Arrival and Orientation


It’s great to be back in Africa!  Not to say that I don’t have some residual trepidation about what I may encounter in the hospitals, but the warm breeze in the air that greeted me as I stepped off the plane combined with the pitch darkness of a night relatively undisturbed by city lights was enthralling.  Arriving at the Work-the-World house, I found that my program put me up in dorm style housing on the bottom bunk, albeit I’m currently encased in the mosquito netting canopy which is not what I had ever experienced back in PA, but oddly, my room still reminds me of the time my brother and I shared bunk beds growing up, and mine was always on the bottom.   It’s good to have some reminders of home this far away.  Orientation tomorrow then off to 2 weeks of obstetrics, which I’m curious to see what their medical practice is here.  I was talking with one of our program managers who expounded upon the bush medicine and how traditional ways (still practiced) are to limit the mother’s diet to keep the fetus small, thus keeping the laboring simple.  This makes me curious about developmental defects, but our director swears up and down that the children being born are very healthy.  They warned us that there would be striking differences between medical practice compared to back in our home countries (undoubtedly!), and while the urge is to interject our recommendations and state the differences (and possibly do our way while here) most of the docs don’t care how it’s done in other countries.  If we try to resist the current system, we will only get frustrated, so we were instructed to just ‘go with the flow.’  I’m sure I will come to my own conclusions concerning that matter.  More to come…

Sunday, January 6, 2013

Anx is mounting.

I'm in the final preparations before my departure to Arusha, and I'm not pretending that I am at all confident in my ventures.  I'm actually quite nervous presently, concerned about the difference in medical practice in TZ, and how I've always done it on this side of the pond.  Will I know what to do?  Will I be of any help to them?  Am I going to fall flat on my face the first day, overcome with jet lag, overwhelmed with the language barrier and the (possibly) primitive practice settings?  What has filled me with even more trepidation is that listed on my placement itinerary, my official position on this rotation is 'Doctor in charge', not 'medical student', not 'visiting student' but 'Doctor in charge'.  I am fully aware that in less than 5 months now I will be graduating and will have the rightful title of doctor, but to see it on my itinerary as the one in charge only adds to the weight of my plight.  I will still have supervision in Arusha from my understanding, but exactly how much supervision is TBD.  I can already guess that this experience will stretch me in ways that I am not expecting.  I guess I am prepared, God will be there (hopefully I do not forget this in my scariest moments).

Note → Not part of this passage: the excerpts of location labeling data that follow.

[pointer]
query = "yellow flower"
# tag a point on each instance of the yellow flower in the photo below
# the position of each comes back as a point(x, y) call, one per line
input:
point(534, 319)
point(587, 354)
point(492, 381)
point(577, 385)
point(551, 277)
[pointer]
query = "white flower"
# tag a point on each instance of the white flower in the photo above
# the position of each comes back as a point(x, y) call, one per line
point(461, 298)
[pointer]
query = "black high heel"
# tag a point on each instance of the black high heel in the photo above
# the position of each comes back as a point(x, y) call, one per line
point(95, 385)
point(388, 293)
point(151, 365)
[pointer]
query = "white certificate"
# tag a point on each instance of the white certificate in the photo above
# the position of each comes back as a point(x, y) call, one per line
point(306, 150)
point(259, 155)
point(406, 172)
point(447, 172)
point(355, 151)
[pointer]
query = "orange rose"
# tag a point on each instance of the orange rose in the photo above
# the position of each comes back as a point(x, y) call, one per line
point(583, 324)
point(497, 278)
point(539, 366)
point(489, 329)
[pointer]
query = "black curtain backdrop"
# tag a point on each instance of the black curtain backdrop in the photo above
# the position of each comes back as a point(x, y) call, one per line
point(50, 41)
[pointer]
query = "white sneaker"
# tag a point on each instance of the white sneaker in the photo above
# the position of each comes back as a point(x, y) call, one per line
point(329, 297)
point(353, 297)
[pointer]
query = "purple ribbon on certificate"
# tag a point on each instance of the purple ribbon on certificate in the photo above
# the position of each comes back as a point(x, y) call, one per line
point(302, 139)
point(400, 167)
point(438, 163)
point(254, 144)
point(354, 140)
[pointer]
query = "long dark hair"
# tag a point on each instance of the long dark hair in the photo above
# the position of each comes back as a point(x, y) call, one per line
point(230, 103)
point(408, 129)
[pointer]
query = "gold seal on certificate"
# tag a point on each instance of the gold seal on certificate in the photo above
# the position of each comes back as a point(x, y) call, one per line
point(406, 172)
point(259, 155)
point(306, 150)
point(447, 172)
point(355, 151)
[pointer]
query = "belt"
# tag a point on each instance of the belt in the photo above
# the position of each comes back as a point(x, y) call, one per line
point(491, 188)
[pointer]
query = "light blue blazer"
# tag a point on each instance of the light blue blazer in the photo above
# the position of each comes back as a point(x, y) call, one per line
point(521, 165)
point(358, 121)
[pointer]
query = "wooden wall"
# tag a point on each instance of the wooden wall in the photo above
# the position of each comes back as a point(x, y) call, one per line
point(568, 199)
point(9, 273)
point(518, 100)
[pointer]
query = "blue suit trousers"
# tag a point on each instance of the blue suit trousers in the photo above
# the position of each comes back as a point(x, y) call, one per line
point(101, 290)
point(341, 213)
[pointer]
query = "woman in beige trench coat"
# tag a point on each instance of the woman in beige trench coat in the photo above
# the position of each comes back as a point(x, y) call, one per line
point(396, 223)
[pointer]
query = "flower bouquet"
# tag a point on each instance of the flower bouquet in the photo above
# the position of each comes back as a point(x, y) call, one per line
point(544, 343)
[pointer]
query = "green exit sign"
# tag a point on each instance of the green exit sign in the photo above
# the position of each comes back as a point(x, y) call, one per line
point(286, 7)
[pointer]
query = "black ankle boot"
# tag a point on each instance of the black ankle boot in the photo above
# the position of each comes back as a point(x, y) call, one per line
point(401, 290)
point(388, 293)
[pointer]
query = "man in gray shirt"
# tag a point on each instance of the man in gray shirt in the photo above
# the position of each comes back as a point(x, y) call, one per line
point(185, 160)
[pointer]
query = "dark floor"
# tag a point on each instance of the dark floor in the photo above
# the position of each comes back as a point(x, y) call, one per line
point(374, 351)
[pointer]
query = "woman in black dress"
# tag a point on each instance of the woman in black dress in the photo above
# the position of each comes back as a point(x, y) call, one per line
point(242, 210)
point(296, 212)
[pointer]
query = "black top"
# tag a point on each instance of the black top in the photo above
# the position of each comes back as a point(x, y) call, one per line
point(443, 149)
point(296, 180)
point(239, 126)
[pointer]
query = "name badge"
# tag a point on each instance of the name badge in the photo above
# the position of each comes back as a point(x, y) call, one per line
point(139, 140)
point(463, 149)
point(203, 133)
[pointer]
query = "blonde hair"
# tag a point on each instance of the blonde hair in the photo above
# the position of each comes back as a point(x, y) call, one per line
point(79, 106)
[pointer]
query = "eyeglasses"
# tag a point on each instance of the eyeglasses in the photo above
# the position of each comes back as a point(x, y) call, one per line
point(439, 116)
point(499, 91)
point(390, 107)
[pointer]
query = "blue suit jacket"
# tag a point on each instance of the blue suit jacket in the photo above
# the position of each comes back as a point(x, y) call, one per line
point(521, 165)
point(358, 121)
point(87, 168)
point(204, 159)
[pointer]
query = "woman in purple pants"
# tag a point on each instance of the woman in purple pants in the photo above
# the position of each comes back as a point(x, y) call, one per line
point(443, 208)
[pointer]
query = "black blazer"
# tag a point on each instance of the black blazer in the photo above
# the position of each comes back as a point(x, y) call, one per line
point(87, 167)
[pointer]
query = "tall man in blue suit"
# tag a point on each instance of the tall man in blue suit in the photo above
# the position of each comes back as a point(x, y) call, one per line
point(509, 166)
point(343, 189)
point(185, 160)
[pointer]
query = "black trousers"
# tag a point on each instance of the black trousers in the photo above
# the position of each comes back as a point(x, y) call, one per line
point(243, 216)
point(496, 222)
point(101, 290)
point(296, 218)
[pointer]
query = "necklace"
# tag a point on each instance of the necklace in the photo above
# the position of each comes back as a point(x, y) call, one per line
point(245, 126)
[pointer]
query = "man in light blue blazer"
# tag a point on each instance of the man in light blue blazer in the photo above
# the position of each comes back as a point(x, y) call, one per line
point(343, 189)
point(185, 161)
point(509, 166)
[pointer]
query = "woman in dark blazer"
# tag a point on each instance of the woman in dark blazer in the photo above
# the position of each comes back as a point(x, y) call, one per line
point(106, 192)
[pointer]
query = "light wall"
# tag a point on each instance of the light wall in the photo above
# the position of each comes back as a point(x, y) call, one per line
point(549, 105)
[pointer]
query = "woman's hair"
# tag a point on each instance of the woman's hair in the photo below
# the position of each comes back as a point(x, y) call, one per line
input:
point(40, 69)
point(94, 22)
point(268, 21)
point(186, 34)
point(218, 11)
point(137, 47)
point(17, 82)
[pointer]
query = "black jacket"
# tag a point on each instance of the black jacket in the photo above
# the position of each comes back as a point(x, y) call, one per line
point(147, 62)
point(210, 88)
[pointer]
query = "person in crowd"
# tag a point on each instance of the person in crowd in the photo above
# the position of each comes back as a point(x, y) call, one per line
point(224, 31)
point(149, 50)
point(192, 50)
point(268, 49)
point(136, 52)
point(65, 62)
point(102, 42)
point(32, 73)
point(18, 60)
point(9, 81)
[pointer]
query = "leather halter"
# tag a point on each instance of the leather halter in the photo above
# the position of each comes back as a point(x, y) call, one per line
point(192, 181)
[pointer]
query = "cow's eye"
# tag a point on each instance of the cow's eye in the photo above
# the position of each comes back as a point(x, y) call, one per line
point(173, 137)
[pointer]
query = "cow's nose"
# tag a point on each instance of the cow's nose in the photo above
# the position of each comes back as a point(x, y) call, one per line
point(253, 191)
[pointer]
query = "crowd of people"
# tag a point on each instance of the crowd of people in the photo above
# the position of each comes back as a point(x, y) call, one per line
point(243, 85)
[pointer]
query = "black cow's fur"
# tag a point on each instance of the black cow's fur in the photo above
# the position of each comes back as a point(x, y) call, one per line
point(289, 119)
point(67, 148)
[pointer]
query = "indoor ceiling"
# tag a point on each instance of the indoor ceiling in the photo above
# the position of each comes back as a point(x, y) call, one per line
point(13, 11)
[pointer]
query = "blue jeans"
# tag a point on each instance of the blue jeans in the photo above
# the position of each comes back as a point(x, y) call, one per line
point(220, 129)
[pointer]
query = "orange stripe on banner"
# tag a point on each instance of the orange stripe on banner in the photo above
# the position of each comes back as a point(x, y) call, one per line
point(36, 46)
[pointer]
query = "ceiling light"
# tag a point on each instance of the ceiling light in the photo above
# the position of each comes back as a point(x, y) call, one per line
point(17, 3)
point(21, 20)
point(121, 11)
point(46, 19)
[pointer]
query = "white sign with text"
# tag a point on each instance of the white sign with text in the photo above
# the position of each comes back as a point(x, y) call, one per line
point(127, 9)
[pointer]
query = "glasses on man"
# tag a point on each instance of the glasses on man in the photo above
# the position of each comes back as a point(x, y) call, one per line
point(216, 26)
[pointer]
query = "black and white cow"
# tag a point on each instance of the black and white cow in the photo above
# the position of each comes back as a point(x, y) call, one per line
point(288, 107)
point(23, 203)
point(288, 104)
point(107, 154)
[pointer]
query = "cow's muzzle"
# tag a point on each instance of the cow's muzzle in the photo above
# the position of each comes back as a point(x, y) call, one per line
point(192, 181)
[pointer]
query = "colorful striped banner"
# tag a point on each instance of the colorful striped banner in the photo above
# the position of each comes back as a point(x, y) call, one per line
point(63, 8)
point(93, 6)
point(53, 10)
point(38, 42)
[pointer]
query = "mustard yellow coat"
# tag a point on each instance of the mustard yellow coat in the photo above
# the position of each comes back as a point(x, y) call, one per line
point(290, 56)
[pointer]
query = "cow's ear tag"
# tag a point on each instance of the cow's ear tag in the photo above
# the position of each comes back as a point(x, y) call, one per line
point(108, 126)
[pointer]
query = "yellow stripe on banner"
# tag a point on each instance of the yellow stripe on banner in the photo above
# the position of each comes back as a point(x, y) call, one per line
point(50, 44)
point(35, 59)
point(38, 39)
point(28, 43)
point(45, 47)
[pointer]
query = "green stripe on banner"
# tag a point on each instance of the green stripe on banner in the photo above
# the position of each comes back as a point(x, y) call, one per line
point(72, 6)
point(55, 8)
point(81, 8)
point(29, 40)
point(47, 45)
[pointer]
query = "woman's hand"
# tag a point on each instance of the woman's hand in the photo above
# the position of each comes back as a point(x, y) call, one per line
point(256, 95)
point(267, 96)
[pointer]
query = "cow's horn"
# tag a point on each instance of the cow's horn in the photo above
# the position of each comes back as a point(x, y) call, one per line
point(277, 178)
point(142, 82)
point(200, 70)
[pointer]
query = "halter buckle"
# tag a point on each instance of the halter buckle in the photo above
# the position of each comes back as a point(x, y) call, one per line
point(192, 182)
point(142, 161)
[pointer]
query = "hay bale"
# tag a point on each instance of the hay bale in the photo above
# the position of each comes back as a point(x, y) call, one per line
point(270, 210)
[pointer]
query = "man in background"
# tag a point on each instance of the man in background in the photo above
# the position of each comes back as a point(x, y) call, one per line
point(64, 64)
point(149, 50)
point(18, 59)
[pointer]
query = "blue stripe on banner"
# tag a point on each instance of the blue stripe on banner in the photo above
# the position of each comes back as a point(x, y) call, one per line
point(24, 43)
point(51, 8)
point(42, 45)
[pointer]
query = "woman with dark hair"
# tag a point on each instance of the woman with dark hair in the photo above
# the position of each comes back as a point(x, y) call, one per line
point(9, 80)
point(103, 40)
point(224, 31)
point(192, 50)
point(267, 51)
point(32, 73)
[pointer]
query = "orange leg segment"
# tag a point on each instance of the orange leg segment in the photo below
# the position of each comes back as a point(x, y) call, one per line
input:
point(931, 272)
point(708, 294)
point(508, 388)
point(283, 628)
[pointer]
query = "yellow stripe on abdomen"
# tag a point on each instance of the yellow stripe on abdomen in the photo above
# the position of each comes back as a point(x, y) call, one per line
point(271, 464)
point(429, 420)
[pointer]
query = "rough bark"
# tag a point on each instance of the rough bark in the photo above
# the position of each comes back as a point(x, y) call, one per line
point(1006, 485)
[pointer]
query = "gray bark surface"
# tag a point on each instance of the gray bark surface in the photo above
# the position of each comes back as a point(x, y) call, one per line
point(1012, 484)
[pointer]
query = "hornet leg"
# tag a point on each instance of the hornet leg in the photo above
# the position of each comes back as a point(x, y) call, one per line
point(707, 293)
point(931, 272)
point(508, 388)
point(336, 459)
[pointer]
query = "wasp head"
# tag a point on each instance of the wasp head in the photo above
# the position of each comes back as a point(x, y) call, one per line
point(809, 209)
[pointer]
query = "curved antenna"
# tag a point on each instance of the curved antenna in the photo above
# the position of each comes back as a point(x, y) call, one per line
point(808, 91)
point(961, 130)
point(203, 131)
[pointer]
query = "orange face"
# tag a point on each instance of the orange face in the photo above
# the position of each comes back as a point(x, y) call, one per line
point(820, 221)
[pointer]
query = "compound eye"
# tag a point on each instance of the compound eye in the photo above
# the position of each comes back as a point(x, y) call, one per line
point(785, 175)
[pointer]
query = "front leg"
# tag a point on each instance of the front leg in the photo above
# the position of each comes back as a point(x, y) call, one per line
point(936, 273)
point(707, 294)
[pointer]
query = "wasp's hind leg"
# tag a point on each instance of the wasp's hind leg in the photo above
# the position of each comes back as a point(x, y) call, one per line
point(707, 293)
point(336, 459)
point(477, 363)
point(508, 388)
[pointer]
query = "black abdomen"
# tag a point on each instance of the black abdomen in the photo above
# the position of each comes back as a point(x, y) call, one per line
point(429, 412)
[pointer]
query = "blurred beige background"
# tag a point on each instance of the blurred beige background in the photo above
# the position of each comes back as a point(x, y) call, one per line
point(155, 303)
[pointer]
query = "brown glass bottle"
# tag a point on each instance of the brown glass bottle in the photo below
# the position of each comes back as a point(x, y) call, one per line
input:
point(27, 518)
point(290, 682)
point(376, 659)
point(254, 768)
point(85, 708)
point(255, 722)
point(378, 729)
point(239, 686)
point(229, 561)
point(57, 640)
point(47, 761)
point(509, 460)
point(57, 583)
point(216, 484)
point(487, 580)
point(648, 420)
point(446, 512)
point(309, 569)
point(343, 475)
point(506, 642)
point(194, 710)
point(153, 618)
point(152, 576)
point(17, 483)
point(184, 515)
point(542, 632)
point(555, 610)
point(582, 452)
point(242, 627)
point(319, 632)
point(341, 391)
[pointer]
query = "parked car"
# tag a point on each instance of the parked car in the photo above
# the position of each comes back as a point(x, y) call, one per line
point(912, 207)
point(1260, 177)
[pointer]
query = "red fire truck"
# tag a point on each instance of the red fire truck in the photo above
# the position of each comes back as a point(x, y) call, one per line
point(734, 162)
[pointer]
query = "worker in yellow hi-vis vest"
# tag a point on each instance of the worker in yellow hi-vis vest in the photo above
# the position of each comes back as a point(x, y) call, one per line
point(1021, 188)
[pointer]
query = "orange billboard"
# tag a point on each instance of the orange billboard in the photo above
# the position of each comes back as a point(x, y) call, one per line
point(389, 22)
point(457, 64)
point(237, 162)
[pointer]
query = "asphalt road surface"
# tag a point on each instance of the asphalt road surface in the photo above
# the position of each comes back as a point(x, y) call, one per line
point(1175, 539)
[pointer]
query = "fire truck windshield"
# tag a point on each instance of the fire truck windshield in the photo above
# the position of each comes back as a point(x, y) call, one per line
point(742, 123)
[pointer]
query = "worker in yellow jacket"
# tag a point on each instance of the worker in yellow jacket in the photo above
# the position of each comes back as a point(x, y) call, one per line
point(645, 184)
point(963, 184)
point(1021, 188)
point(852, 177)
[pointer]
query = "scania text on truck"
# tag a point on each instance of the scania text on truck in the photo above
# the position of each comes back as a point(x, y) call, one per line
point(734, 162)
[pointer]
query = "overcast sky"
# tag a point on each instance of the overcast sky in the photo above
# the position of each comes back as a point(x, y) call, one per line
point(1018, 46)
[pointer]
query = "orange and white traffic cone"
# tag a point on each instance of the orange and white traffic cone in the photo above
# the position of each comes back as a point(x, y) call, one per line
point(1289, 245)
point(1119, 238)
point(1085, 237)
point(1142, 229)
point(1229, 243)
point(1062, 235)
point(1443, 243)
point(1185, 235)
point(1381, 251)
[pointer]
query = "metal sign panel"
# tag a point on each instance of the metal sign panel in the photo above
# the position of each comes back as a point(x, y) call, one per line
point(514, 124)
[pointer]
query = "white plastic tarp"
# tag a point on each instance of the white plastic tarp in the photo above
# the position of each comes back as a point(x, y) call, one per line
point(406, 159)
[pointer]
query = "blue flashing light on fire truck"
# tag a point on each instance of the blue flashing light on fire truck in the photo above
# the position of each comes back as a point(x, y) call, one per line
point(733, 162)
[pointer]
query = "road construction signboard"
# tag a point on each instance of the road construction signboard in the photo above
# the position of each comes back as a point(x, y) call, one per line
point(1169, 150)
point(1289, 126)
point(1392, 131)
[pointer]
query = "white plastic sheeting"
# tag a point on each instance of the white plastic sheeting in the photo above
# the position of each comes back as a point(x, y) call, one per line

I remember when I left for my study abroad semester in Ireland, some dear college friends gave me a send off card that I held quite close during the times of struggles and tears.  Included with their kind send-offs and well-wishes, they also wrote down Psalm 139:7-12. "Where shall I go from your Spirit?  Or where shall I flee from your presence?  If I ascend to heaven, you are there!  If I make my bed in Sheol, you are there!  If I take the wings of the morning and dwell in the uttermost parts of the sea, even there your hand shall lead me, and your right hand shall hold me.  If I say, 'Surely the darkness shall cover me, and the light about me be night,' even the darkness is not dark to you; the night is bright as the day, for darkness is as light with you." ESV  So whether I am filled with fear and trembling, I take comfort in not treading alone.